Un changement qui rencontre des résistances. Il y a une catégorie de festivals qui détruit les jeunes, la société et ses valeurs, déclare Ahmad Al-Raissouni, membre du bureau exécutif du Mouvement Al-Taouhid wal al-Islah, dans les colonnes de l’hebdomadaire arabophone Al Jarida Al-Oukhra ("l’autre journal"), récemment sermonné pour avoir publié un reportage dévoilant certains aspects de la vie privée de l’épouse du roi Mohammed VI (Le Monde daté 28 avril). "C’est une constante chez les mouvements intégristes. Chaque fois que commence la saison des festivals, ils les attaquent, leur reprochent d’entraîner une dépense folle pour l’Etat, les collectivités locales, d’être un appel à la débauche et de présenter des formes décadentes", souligne le ministre.

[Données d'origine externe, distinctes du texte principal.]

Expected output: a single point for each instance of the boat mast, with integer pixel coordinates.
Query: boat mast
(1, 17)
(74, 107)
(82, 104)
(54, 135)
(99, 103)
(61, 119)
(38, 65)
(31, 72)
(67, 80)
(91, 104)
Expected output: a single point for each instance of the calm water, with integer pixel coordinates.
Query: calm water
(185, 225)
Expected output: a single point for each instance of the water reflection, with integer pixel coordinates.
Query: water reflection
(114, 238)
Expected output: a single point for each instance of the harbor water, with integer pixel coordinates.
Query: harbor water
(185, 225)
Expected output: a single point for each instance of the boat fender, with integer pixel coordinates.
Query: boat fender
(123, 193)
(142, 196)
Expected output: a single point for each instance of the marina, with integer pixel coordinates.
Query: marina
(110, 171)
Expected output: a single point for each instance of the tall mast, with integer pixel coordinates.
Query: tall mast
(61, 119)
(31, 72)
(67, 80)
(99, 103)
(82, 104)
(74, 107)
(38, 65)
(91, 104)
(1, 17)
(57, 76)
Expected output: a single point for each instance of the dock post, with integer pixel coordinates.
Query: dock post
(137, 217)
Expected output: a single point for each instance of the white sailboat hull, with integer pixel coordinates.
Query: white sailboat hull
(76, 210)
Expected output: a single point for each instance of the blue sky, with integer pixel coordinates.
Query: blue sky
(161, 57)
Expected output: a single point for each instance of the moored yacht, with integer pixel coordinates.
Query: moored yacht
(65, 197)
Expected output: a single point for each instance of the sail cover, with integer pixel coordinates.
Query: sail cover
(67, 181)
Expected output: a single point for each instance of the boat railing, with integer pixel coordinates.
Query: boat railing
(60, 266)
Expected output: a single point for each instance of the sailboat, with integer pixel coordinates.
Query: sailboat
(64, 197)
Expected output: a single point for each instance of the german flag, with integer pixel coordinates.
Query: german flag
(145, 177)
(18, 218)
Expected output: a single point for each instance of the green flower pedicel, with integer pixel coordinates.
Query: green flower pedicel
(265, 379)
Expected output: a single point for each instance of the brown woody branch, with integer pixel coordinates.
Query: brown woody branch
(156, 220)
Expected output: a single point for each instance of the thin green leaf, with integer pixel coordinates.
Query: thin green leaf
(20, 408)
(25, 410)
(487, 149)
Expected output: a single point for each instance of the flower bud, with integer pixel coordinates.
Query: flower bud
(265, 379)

D’où l’enjeu de ce type d’événement : "Organiser un festival au Maroc, c’est un acte politique", affirme Chérif Khaznadar, directeur de la Maison des cultures du monde à Paris, chargé de la partie internationale de la programmation à Mawâzine.
"Nous sommes le dernier rempart contre l’intégrisme", déclare à Casablanca Mohamed Merhari, à l’initiative du Boulevard des jeunes musiciens. Ce festival est conçu comme un tremplin pour les jeunes musiciens : il est accompagné d’ateliers de formation encadrés par des artistes professionnels et de master classes. La manifestation organise sa septième édition entre le 2 et le 5 juin dans la capitale économique du pays. "Sur trois jours, le festival a réuni l’année dernière 100 000 à 120 000 personnes", indique Mohamed Merhari. Avec un budget modeste, il rassemble plusieurs familles musicales.
Les amateurs de hip-hop, de fusion, de musique électronique et de metal sont particulièrement soudés "depuis l’affaire des quatorze musiciens de rock emprisonnés en 2003" sous l’accusation surréaliste de "satanisme" , puis libérés à la suite d’un mouvement de solidarité. Mohamed Merhari poursuit : "Si un festival peut déranger certains, c’est bien le nôtre, par les genres programmés : black metal, trash, hard rock, hip-hop, électro..."
Pour autant, les organisateurs n’ont pas appliqué de mesures de sécurité draconiennes après les attentats du 16 mai. "Tout le Maroc pourrait être une cible. Les restaurants, les bars qui vendent de l’alcool, les théâtres, les hôtels. Si l’on devait fonctionner avec ce genre de psychose dans la tête, alors on ne ferait plus rien."